Do micro-optimisations matter?#
In short micro-optimisations of your python code matter less than an efficient design. I.e. ‘trial and error’ versus a ‘prime sieve’ or multiple versus single data structures (at least in this example) is more important than a for loop versus a list slice. The difference is that the former gave us an order of magnitude speed up while the latter helped, but to a much smaller extent.
Another example of a micro-optimisation (at least in standard python) relates to the type of data structure used. prime_sieve2 made use of a list of boolean values. Let’s have a look at its size in memory in bytes.
Show code cell source
import math
import sys
candidates_bool = [True] * (10)
sys.getsizeof(candidates_bool)
136
As we only effectively track 0’s (False) and 1’s (True) there is an option to shrink the memory requirement substantially by using a python bytearray.
candidates_bytes = bytearray(b"\x01") * 10
print(candidates_bytes)
print(sys.getsizeof(candidates_bytes))
bytearray(b'\x01\x01\x01\x01\x01\x01\x01\x01\x01\x01')
67
That approximately halves memory usage. That’s a nice feature. prime_sieve3 updates our sieve to use a byte_array. We will also compare its performance to prime_sieve2
def prime_sieve3(n):
# bytearray here instead of bools to reduce memory overhead.
candidates = bytearray(b"\x01") * (n + 1)
# 0 and 1's instead of False and True
candidates[0] = 0
candidates[1] = 0
limit = int(math.sqrt(n)) + 1
for i in range(2, limit):
if candidates[i]:
candidates[i+i::i] = [0] * ((n - i) // i)
return [i for i in range(n+1) if candidates[i]]
TEN_THOUSAND = 10_000
%timeit prime_sieve3(TEN_THOUSAND)
731 µs ± 25.5 µs per loop (mean ± std. dev. of 7 runs, 1000 loops each)

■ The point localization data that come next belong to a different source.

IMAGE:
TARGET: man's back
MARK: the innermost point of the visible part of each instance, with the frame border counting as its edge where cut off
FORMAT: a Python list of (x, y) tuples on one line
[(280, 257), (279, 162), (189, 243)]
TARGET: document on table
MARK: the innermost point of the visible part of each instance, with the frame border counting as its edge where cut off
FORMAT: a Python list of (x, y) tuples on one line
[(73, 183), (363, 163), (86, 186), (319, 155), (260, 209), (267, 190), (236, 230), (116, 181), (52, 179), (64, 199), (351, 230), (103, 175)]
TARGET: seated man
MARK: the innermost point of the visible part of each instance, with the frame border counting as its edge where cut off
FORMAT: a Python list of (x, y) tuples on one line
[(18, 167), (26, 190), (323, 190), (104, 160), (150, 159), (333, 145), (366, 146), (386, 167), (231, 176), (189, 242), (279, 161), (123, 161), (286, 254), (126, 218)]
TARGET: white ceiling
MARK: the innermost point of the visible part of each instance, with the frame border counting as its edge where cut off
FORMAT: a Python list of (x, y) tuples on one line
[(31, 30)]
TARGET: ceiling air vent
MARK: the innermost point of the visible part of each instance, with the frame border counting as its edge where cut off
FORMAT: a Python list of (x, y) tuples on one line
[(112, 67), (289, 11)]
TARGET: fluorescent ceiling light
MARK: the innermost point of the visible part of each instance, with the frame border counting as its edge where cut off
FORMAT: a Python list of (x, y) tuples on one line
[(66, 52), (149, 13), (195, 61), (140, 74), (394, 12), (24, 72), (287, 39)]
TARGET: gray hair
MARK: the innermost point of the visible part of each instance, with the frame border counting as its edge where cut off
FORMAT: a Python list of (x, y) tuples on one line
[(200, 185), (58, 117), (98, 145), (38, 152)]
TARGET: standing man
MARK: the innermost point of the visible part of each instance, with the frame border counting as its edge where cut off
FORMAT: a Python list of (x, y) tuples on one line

Well that’s a bit of a surprise. Our memory efficient prime_sieve3 is slightly slower on average than prime_sieve2. But, and its a big BUT, that’s only for the first 10,000 natural numbers. When we compute larger primes the pattern reverses. For example, prime_sieve3 is faster to compute the primes up to 10 million. This performance gap widens as we compute larger and larger primes. So for very small primes this ‘optimisation’ doesn’t help, but it may help for larger primes (large is of course relative).
Show code cell source
def prime_sieve2(n):
# We will use boolean's here instead of ints
candidates = [True] * (n + 1)
candidates[0] = candidates[1] = False
limit = int(math.sqrt(n)) + 1
for i in range(2, limit):
if candidates[i]:
candidates[i+i::i] = [False] * ((n - i) // i)
return [i for i in range(n+1) if candidates[i]]
TEN_MILLION = 10_000_000
%timeit prime_sieve2(TEN_MILLION)
%timeit prime_sieve3(TEN_MILLION)
1.06 s ± 6.56 ms per loop (mean ± std. dev. of 7 runs, 1 loop each)
801 ms ± 5.39 ms per loop (mean ± std. dev. of 7 runs, 1 loop each)